Mirado a cualquier distancia, desde cualquier perspectiva, es exactamente igual que los demás: su indiferencia mientras camina por las aceras, su desgana mientras cruza los pasos preferentes, su inadvertencia mientras se sienta ante la barra de los bares, su lustrosa apatía mientras hojea el periódico en el autobús.
En definitiva, parece que la única diferencia con el resto consiste en que lee literatura (la redundancia ya es sospechosa, pero imperceptible a primera vista), en especial contemporánea, y, según cree, persuadido por las dudosas cubiertas de sus libros, de la buena.
Podría hacer muchas cosas más fáciles, más divertidas, más arriesgadas, más a la moda, más plurales, más acomodaticias, más simpáticas, más satisfactorias, más… Viajar, conocer paisajes y gentes, aprender a respirar aire limpio, interesarse por otras vidas, estudiar una lengua, practicar algún deporte no demasiado extravagante, aprender a tocar un instrumento, y quizás encontrar algún placer en la sana contemplación de un mundo que desaparece.
Probablemente, ya es demasiado tarde, ya no sabe hacer otra cosa y ha dado por válida una imagen del mundo que quizás sólo exista y se justifique entre las páginas de esos libros. Porque piensa que sólo teniendo “idea” de las cosas es posible vivir: lo cierto es que tampoco se toma muy en serio esta creencia. Sabe que la idea es lo que queda de las cosas bellas cuando su vivencia se ha eliminado.
Pero si en algún momento, sin premeditación, decidió someterse a la nada prometedora tarea de leer novelas, cuentos, ensayos y demás, eso sin duda obedeció al carácter eminentemente mimético de su ser respecto de la ficción, es decir, el hecho de haber comprendido que su ser era sobre todo ficcional, no menos que el de todos esos nombres, casi siempre intercambiables, de personajes que, en el fondo, no podían ser nada más que modelos experimentales de simulación para la percepción caduca de nuestro mundo moderno, específica e intransferible, pero limitada a los círculos de intelectuales sin otra ocupación digna que la de convertirse, sin que nadie se lo pidiera, en conciencia de este tiempo banal e insensato.
Todo intelectual es un Ignatius Reilly en potencia y las más de las veces, una caricatura de ese personaje en sí mismo ya caricaturesco. Todo intelectual acaba por participar en alguna “conjura de los idiotas” contra su tiempo. Por tanto, todo intelectual merece acompañar a los condenados de Dante.
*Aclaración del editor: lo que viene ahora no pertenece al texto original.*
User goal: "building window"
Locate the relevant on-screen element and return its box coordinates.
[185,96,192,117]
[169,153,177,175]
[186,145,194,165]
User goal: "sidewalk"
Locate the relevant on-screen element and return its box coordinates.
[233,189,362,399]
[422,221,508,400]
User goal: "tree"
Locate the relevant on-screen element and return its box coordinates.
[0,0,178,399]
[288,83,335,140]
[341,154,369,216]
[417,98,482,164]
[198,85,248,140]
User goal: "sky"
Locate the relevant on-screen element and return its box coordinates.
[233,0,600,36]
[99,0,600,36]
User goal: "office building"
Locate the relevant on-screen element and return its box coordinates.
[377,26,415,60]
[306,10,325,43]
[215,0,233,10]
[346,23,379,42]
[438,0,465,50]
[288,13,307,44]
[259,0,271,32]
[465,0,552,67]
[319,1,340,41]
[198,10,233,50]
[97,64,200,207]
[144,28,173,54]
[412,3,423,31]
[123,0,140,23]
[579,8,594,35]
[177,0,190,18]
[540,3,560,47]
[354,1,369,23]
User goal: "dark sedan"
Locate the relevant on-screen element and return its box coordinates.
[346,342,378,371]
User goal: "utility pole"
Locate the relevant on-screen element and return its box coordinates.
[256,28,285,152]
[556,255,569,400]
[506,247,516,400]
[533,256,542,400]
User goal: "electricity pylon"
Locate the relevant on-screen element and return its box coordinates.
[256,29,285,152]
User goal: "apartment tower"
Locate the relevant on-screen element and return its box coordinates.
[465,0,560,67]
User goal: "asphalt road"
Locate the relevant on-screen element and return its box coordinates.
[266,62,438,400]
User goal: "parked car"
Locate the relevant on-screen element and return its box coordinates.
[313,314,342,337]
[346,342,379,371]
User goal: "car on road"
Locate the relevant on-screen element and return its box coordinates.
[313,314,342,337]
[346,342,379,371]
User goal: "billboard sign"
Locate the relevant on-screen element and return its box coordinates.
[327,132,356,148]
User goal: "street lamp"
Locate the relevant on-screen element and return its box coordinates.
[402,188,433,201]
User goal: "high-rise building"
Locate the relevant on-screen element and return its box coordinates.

Sin embargo, ahora se da cuenta de que no hay necesidad de tal conciencia ni de tal conjura. Le parece admirable la tranquilidad de esa cosa indemostrablemente espiritual que ve la tele y trabaja, de esa mayoría, tan dócil como ajena, que sobrevive y no tiene ninguna relación con la literatura que la retrata, que la estigmatiza, que la condena al infierno de la “alienación”: los ve, pacíficos y paradójicamente poco alienados, sorbiendo helados multicolores, desnudando morosamente langostinos, bebiendo agradable cerveza, dándose chapuzones en playas inverosímiles.
¿Sabrán ellos, los que siempre son los otros del discurso de la ficción y el pensamiento, hasta qué punto se les ha quitado la voz y el sentido, hasta qué punto LA LITERATURA COMO INSTITUCIÓN REPRESIVA DEL PODER CULTURAL DOMINANTE los desprecia y trata incluso de persuadirlos de que lo justo es despreciarse también a sí mismos?
Se les ha intentado educar con una menos que mediocre enseñanza básica y unos miserables concursos de televisión (es todo lo que modestamente queda de esa afamada antigualla reconocida como Ilustración), se les ha inculcado la libre elección de no importa qué y la democracia quatrianual o bimensual, se les ha abonado a la “cultura” (los malsanos e irrespirables residuos deletéreos de todas las épocas y todas las verdaderas culturas, vendidos por fascículos o reciclados en fastuosos museos de arquitectura posmoderna), pero saben que cierta forma de inteligencia, de buen gusto, de “alta cultura” son otros tantos nombres de la muerte, de la decadencia y el envejecimiento. Es decir, las insignias carcomidas de una aristocracia extemporánea y holgazana.
Lo peor de una situación “cultural” podrida como la actual es que lo único que queda ya de la burguesía son sus intelectuales tumefactos…y el coro de granujas que sondean el abismo de las letras.